One of the things that’s useful in a pre-release check is do a regression test on the memory usage of your unmanaged functions. This should help to ensure that the fantastic new data structure you introduced doesn’t cost too much in additional storage for the order-of-magnitude performance improvement you were boasting about.

Like most of my posts, this assumes that it’s not feasible to go through all your source code, and say, replace all instances of new with a version that tracks usage (the approach used by the debug CRT). As well as being logistically infeasible, this also tends to miss allocations that don’t go via new, for example, direct calls to HeapAlloc.

In the past, I’ve seen some code trying to use the Win32 heap functions to try and find out the amount of memory allocated by the process. It used GetProcessHeaps, HeapWalk and HeapSize to sum all the block sizes and get an overall memory in use figure, but in my experience it was extremely slow and unreliable.

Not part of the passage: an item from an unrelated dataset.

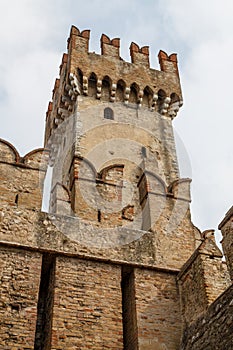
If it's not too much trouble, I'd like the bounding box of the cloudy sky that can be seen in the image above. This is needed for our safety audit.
[0,0,232,244]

What was really required was something that gave a figure similar to the “private bytes” counter in perfmon. If you didn’t know, this is the counter you need to be watching if you’re looking for memory leaks in a process. For goodness sake don’t use the “Mem Usage” column in Task Manager; this is in fact (almost) the working set size and it doesn’t correlate exactly with memory explicitly allocated by the process. It includes additional things including space occupied by the loaded DLLs. Also, the working set will shrink if the app is paged out, although it still has the memory allocated. To see an example of this in action, open Excel and a large spreadsheet, calc it, look in Task manager and you’ll see a large number (if not, you’re obviously not looking at a real spreadsheet). Then minimise the Excel window. You’ll see the mem usage value plummet as the working set is ”trimmed” - probably by a call to SetProcessWorkingSetSize. The OS does this because it expects the app won’t be being used, so it makes sense to free up physical memory for use by other processes.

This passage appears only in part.